Elena nella mitologia greca è presentata come la più bella donna del mondo antico; ma anche la più famosa, la più amata e la più odiata. La sua bellezza è causa della guerra di Troia, morti, lutti e rovine (così almeno narra il mito).

Elena è nata da un uovo deposto da Leda, moglie di Tindaro, che si è congiunta con Zeus tramutato in cigno.

Ben presto diventa celebre per la sua bellezza; Teseo la rapisce e la porta in Attica. I fratelli Castore e Polluce la liberano e la riconducono a Sparta, dove è chiesta in sposa da tutti gli eroi della Grecia. Lei sceglie Menelao, re di Sparta.

Un giorno giunge a Sparta un principe straniero, Paride, figlio di Priamo, re di Troia. A Paride la dea Afrodite ha promesso l’amore di Elena. Ella quindi se ne innamora e, mentre Menelao è assente, parte con lui portando via il tesoro del regno.

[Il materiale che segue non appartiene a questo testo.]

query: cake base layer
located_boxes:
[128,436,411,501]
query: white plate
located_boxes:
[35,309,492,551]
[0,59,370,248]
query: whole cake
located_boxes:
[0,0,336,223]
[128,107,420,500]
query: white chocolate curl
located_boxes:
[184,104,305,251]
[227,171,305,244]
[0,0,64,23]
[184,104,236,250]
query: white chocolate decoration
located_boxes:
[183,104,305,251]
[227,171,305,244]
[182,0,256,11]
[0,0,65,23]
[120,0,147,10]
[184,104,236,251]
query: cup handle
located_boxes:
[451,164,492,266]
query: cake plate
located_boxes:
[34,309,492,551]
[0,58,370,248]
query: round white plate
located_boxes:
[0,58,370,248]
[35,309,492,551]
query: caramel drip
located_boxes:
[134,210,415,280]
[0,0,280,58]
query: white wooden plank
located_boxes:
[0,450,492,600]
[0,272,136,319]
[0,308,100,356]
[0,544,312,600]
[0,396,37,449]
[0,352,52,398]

Menelao torna in patria e, informato del rapimento di Elena, va a Micene. Qui regna suo fratello Agamennone al quale chiede di radunare i principi della Grecia. Ha così inizio la guerra di Troia che Omero ricorda nel suo grande poema, l’Iliade.

Morto Paride, Elena ne sposa il fratello Deifobo, che abbandona poi al furore dei Greci durante la presa della città. Riconciliatasi con Menelao, torna con lui a Sparta. Alla sua morte è scacciata da Megapente e Nicostrato, figli naturali dell’eroe.

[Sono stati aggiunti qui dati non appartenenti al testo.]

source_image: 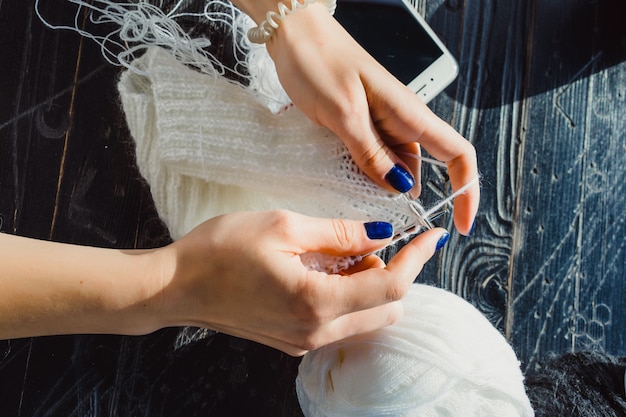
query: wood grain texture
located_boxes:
[0,0,626,417]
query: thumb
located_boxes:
[297,217,394,256]
[337,118,419,194]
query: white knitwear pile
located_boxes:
[296,284,534,417]
[118,47,422,239]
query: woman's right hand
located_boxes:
[153,211,447,355]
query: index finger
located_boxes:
[316,228,447,317]
[386,92,480,235]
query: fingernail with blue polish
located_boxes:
[385,164,415,193]
[435,232,450,251]
[363,222,393,239]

Si rifugia allora a Rodi. Qui l’argiva Polissa, moglie del re Tlepolemo caduto sotto le mura di Troia, la fa uccidere.

Secondo alcune tradizioni, Zeus accolse Elena, dopo la morte, tra gli dei e la trasformò in stella; secondo altre regnò in eterno con Menelao nell’isola dei Beati.

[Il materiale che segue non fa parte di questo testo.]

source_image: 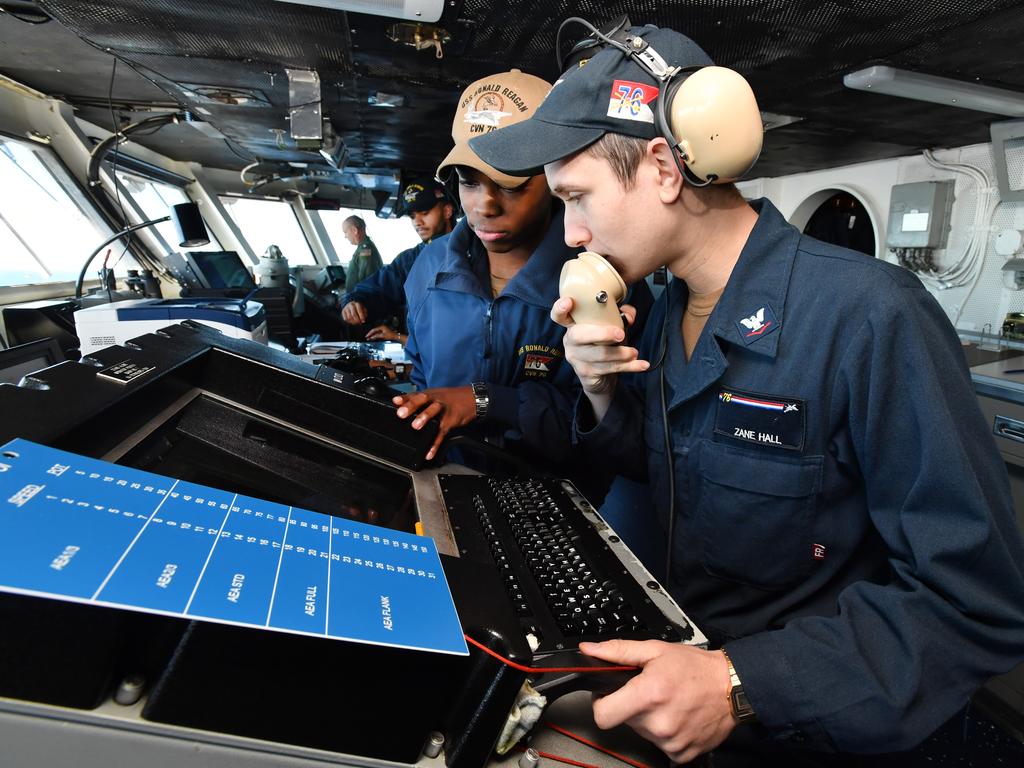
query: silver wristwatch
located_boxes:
[722,648,758,725]
[470,381,490,419]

Di Elena sono state date diverse interpretazioni: donna appassionata ma anche priva del senso della dignità; essere fragile a cui è stato imposto un ruolo insostenibile, al punto di dover maledire il giorno stesso della sua nascita.

Omero nell’Iliade ci presenta una donna piuttosto infelice, perfettamente consapevole di essere causa di tanti lutti. Nella scena dei funerali di Ettore, che chiude il poema, il pianto disperato di Elena ci comunica tutta la sua solitudine.

Nell’Odissea la ritroviamo invece perfettamente reinserita nella corte di Menelao, che alla fine riottiene la donna per la quale aveva scatenato la terribile guerra.

In qualunque modo sia interpretata, Elena è nell’immaginario collettivo il simbolo della bellezza femminile e prototipo della donna fatale.